As always, you can find the Dobbs v. Jackson decision here.

Paragraph 3 of 11

Sentence 1 of 2

The next paragraph starts with a sentence containing two claims:

“Not only are respondents and their amici unable to show that a constitutional right to abortion was established when the Fourteenth Amendment was adopted, but they have found no support for the existence of an abortion right that predates the latter part of the 20th century—no state constitutional provision, no statute, no judicial decision, no learned treatise.”

The claims:

  • “[R]espondents and their amici [are] unable to show that a constitutional right to abortion was established when the Fourteenth Amendment was adopted.”
  • Respondents “have found no support for the existence of an abortion right that predates the latter part of the 20th century—no state constitutional provision, no statute, no judicial decision, no learned treatise.”

The first claim will require some work just to round up what’s been established within this document—let alone the cited support. The second claim is even more complicated. For one thing, it asserts a negative, which is difficult to confirm. On the other hand, it lays out exactly what it considers legitimate support for the respondents’ claims. Apparently the Dobbs Court would be satisfied if the respondents produced either a “state constitutional provision,” a “statute,” a “judicial decision,” or a “learned treatise.” Has nobody produced any of those things? And are those the only acceptable kinds of support?

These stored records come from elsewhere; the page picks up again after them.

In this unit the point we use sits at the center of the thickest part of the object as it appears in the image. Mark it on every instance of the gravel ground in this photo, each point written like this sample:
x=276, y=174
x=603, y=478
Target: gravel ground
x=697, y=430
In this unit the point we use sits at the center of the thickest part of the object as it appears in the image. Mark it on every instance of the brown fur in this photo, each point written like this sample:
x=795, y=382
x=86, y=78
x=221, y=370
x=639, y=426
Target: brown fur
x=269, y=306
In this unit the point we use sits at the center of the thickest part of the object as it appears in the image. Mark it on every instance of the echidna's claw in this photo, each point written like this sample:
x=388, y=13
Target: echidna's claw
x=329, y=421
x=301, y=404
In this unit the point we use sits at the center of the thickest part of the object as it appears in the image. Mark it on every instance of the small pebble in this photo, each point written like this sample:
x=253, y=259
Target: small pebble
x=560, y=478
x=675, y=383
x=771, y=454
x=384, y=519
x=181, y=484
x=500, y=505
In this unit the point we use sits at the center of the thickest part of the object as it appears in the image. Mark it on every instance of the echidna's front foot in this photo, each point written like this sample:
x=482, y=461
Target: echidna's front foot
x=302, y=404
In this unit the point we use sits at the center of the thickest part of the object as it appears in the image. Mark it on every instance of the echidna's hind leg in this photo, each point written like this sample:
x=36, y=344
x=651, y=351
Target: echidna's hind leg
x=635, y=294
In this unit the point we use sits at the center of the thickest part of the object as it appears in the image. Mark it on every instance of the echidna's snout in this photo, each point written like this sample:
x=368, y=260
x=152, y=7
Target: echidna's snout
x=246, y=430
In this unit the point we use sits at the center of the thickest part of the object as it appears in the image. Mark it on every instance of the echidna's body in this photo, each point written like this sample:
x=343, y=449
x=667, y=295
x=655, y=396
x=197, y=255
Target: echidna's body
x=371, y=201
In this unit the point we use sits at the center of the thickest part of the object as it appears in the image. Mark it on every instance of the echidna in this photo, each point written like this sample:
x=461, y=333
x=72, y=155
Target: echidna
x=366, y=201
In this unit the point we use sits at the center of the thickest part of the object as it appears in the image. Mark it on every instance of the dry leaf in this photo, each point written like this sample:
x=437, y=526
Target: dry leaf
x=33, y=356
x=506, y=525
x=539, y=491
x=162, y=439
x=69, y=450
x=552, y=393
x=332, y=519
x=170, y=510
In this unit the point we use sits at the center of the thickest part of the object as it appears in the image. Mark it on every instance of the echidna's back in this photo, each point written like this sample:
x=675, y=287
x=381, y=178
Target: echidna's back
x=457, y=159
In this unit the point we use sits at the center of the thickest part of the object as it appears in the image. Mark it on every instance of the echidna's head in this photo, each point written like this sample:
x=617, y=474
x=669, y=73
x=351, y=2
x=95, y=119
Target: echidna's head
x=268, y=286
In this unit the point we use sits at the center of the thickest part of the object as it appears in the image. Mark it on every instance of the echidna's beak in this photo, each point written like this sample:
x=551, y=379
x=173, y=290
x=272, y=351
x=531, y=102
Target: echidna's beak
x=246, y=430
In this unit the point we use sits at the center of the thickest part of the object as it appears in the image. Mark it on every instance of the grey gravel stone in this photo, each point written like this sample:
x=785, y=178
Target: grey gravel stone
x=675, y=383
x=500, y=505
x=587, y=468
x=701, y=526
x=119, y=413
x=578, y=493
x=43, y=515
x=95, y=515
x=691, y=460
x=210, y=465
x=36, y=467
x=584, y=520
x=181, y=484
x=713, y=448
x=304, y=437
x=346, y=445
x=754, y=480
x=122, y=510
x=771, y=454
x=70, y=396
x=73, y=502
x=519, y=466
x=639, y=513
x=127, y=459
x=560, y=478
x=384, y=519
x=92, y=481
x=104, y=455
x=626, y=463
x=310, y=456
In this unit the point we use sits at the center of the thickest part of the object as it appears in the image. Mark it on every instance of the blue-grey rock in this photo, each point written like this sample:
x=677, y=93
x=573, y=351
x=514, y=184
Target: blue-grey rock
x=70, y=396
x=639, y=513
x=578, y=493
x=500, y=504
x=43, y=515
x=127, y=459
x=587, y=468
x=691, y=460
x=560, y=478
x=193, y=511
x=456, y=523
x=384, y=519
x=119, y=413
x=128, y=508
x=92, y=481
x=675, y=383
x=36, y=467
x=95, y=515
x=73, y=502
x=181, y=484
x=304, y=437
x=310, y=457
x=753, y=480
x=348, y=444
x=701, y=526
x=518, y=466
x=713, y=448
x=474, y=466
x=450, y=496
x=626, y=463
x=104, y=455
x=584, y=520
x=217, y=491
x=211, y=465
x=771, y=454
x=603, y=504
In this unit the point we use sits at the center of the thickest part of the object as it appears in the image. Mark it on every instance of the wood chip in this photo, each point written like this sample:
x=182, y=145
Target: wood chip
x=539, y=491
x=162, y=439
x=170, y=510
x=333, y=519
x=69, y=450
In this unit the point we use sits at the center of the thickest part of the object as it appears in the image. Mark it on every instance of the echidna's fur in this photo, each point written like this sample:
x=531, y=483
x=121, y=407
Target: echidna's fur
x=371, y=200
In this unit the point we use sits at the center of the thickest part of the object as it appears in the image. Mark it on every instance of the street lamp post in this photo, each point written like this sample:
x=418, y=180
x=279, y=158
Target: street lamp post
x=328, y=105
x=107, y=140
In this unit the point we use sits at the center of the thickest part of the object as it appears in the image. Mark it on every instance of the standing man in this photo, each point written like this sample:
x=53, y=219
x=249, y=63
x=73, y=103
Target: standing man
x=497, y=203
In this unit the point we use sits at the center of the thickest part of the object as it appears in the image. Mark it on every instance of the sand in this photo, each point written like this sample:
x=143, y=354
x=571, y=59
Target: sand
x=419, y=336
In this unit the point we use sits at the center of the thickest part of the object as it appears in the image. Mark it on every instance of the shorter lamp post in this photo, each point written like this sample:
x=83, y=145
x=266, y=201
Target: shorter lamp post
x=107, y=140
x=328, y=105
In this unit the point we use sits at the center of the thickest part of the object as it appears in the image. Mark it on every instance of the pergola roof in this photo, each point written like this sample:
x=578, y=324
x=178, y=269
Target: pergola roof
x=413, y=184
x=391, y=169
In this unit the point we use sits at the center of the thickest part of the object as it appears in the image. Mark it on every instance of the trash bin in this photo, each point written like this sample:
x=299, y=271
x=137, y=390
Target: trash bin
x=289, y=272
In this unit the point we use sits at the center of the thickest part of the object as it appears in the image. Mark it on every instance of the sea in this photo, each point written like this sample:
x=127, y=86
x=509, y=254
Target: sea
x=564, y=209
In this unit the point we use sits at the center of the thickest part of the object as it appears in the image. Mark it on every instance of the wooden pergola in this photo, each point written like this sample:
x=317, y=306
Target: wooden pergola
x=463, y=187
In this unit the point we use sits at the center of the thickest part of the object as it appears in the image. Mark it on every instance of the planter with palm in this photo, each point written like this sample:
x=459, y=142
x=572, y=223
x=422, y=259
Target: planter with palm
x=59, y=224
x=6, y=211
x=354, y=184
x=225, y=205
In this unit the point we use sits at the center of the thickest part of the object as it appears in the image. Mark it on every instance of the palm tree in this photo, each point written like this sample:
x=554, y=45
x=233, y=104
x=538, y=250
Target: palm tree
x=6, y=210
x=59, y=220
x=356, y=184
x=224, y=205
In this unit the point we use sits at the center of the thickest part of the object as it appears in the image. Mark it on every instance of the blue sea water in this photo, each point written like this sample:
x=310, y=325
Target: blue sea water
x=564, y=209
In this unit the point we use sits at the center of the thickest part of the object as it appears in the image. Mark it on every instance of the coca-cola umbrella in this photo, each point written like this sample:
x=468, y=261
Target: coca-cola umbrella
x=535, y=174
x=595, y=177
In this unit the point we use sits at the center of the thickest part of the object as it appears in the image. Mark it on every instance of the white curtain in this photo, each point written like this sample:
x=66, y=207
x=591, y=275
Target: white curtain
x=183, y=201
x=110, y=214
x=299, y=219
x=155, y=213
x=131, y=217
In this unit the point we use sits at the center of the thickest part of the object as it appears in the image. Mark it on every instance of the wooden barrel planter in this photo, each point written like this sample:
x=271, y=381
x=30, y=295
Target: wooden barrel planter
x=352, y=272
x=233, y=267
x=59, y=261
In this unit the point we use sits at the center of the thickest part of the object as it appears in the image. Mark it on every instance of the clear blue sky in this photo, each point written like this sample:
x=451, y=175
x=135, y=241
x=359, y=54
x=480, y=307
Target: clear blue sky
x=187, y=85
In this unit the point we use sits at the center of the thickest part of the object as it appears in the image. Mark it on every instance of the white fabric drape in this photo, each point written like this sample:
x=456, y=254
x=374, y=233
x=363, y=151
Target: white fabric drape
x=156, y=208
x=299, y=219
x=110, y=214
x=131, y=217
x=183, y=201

Simple claims, but nothing to blindly accept. These are undetermined:

  • “[R]espondents and their amici [are] unable to show that a constitutional right to abortion was established when the Fourteenth Amendment was adopted.”
  • Respondents “have found no support for the existence of an abortion right that predates the latter part of the 20th century—no state constitutional provision, no statute, no judicial decision, no learned treatise.”